ECR's success is evaluated with three factors--Economic Performance (e.g. are we selling more stuff more efficiently vs. before) Perceived Equity (do both parties feel that the collaboration is fair and no one is "hogging the value) and Capability Development (is the collaborative relationship helping both companies become better marketers.)
After they loaded all their data into this model (read the paper to find out how they got the data, etc.), the basic findings were:- There is a lot of cyncism and mistrust still floating around between suppliers and retailers.

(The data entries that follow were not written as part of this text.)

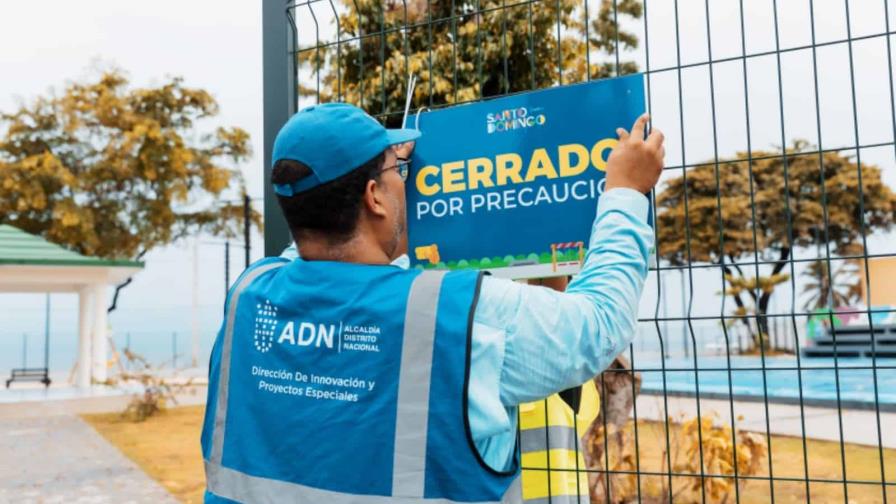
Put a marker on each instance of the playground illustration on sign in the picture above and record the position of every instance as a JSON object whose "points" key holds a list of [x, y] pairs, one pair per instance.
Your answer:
{"points": [[511, 185]]}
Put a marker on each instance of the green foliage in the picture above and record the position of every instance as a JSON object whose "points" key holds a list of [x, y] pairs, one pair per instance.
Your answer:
{"points": [[464, 50], [112, 171], [749, 200], [831, 291]]}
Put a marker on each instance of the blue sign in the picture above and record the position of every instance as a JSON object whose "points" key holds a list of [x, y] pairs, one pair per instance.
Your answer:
{"points": [[511, 184]]}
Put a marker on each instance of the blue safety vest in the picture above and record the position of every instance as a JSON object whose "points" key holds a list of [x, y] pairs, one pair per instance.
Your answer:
{"points": [[345, 383]]}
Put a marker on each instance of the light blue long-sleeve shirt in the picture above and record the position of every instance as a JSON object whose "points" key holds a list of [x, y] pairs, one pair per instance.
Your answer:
{"points": [[530, 342]]}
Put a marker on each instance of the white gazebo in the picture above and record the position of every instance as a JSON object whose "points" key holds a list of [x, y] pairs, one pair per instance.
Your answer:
{"points": [[29, 263]]}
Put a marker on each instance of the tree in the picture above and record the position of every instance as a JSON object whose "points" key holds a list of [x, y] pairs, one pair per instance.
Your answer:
{"points": [[831, 291], [114, 172], [457, 50], [720, 228]]}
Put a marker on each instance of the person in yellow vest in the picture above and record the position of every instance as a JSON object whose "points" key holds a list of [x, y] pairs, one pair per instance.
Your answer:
{"points": [[550, 436]]}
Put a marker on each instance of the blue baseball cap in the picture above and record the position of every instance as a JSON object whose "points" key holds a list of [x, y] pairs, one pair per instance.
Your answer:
{"points": [[332, 139]]}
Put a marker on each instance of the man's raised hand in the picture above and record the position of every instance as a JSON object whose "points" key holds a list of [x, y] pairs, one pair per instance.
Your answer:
{"points": [[636, 162]]}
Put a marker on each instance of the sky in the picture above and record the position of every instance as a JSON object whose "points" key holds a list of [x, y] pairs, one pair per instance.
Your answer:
{"points": [[216, 45]]}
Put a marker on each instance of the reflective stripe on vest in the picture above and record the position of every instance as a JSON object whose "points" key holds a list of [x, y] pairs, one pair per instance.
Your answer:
{"points": [[411, 422], [553, 467]]}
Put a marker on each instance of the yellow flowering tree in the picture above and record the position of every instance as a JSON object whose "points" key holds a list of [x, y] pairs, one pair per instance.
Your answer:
{"points": [[464, 50], [112, 171]]}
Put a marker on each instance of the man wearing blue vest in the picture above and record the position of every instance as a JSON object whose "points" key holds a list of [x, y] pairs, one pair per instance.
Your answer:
{"points": [[341, 376]]}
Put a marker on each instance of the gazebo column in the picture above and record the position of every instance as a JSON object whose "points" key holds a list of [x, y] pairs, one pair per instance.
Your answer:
{"points": [[100, 345], [85, 361]]}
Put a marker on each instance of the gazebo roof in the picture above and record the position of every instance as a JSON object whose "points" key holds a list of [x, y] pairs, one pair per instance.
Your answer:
{"points": [[19, 247]]}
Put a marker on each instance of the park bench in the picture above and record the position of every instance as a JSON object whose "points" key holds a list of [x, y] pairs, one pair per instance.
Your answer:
{"points": [[29, 374]]}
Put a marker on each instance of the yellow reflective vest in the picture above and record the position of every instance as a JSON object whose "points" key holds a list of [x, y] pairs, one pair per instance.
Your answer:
{"points": [[550, 434]]}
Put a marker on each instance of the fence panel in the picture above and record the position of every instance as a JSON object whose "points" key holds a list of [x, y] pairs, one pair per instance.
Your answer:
{"points": [[764, 367]]}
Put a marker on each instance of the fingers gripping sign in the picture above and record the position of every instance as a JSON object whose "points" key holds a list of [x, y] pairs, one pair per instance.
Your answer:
{"points": [[636, 162]]}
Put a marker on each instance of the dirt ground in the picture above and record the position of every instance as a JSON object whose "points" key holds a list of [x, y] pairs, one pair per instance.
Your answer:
{"points": [[166, 446]]}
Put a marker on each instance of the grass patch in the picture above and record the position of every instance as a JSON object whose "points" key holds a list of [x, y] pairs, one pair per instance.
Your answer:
{"points": [[166, 447]]}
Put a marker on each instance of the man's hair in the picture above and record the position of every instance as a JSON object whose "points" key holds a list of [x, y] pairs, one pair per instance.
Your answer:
{"points": [[330, 210]]}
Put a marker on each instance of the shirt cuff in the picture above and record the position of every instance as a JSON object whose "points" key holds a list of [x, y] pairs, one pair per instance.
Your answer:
{"points": [[625, 199]]}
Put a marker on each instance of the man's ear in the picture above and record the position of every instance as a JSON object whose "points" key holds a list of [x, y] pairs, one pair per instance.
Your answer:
{"points": [[374, 198]]}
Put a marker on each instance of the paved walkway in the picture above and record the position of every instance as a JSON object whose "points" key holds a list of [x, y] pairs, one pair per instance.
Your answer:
{"points": [[62, 459]]}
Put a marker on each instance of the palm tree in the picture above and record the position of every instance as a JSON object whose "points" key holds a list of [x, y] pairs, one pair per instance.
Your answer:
{"points": [[830, 291]]}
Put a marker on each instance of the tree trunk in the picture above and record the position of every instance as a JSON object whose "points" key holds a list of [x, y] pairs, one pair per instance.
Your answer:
{"points": [[618, 391], [762, 304]]}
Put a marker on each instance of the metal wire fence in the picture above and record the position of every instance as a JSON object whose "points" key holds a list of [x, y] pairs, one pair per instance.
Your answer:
{"points": [[763, 367]]}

- Suppliers have definitely achieved much greater economic performance due to ECR. This is true across a broad range of suppliers.
- Suppliers should favor / target retailers that are trusted and smart. These types of relationships have much better outcomes for both parties.
- It is critical to manage perceptions and reality around fairneness. "Negative inequity" can severely damage the supplier / partner relationship.
The implications for tech marketers, on both the OEM and Partner side, are clear--ECR is a great tool and it should be adopted quickly, while using real caution around the points above. Two things I do think are interesting are (1) the fragmentation of the partner industry in tech vs. retail and (2) the significant barriers to entry on the manufacturer / OEM side vs. CPG retail. This, in my mind, will make fairness less of an issue in tech vs. retail. We certainly won't see a "bullying" relationship in tech like we see with Wal-Mart.
One other thing tech needs to figure out is how to implement ECR with the tens of thousands of smaller, less capable partners that serve important niche markets throughout SMB. These partners shouldn't be ignored, so is there a "lite" or "semi-custom" ECR approach for dealing with these smaller partners. This obviously demands significant technology investment and automation of core marketing processes. Of course, I think the answer is yes... We've started down this path already at MarketBridge with our DemandStream approach.